# The Calculators of Planted tanks



## neven (May 15, 2010)

We'll start with the target ranges of EI dosing, for the other fert systems im not to sure the values needed, but the second calculator i list can help with that. (the parameters are copy/pasted from the EI thread)

NO3 range 5-30 ppm
K+ range 10-30 ppm
PO4 range 1.0-2.0 ppm
Fe 0.2-0.5ppm or higher
GH range 3-5 degrees ~ 50ppm or higher
KH range 3-5

The first tool i use is chuck gadd's calculator since i have bulk ferts.

Chuck's Planted Aquarium Calculator for Windows

download it there, it helps you figure out what you are adding to your tank or making solutions to ease dosing
Remember that potassium total will be from kno3 and k2so4 when figuring it out. For making solutions it will tell you just how much each mL will add in terms of PPM to your tank. You will notice that you dose around 2/3s of the target range 3 times a week to keep up with plant uptake, the last calculator helps you figure out exactly what you'll need for your tank.

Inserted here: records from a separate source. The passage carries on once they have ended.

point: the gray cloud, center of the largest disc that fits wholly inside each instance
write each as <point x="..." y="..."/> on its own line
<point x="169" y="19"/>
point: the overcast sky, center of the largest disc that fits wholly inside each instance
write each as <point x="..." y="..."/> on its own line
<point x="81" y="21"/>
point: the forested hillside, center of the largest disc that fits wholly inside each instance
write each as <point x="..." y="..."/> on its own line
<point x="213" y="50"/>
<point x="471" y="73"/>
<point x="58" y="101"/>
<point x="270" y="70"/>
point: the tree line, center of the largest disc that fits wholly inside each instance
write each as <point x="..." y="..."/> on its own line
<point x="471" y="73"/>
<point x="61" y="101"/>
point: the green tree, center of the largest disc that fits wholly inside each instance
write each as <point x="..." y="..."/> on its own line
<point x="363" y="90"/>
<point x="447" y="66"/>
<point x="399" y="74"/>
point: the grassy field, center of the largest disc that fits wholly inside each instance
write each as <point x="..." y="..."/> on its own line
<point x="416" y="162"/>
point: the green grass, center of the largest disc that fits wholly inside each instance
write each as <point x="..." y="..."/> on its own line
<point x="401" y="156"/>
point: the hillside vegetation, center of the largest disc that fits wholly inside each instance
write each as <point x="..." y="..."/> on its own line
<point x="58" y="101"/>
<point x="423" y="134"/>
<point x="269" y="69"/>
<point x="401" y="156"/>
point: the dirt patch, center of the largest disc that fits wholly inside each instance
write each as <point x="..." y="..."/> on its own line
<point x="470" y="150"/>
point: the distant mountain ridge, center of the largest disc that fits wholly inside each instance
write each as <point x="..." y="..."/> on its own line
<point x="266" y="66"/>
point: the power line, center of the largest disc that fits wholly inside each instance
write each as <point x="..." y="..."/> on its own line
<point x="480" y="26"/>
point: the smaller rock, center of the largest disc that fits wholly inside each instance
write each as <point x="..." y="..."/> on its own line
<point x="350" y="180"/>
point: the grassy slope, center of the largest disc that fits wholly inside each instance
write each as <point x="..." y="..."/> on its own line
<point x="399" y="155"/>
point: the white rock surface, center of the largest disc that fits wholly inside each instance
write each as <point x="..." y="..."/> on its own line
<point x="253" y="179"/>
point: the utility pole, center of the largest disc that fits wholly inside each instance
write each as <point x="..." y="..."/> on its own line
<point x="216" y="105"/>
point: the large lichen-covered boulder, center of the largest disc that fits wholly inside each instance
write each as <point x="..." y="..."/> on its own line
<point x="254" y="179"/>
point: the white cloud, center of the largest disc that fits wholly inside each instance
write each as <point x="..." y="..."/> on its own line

if you use a commercial fertilizer product (ie flourish), this calculator can help:

Yet Another Nutrient Calculator

Now comes the fun part, figuring out if your numbers work, another calculator for that. The stuff over time! Great for shrimp tanks where you are worried about doing too many water changes.

Concentrations of Stuff vs Time and Plant Uptake using The Estimative Index

plug in your numbers and it will output a chart, if you stick to the EI dose ratios (or use a macro solution) you'll just need to work with the nitrates to figure it out. I personally aim for my nitrates to stay between 10-15 ppm. So if you are dosing as normal and a few weeks down the road you do a nitrate test, you can see just how much ferts your plants uptake and then tweak your dosing and/or water change schedule to save fertilizers and effort. Despite me using the EI ratios for my tank sizes, My plant load plus pressurized set up was leaving me short of even 5 ppm of nitrates at the end of the week, so that showed me just where i fell on the chart, the 90% uptake. By increasing my dose, i can enter the new numbers in and find out where my nitrates will peak to ensure i dont go above certain levels.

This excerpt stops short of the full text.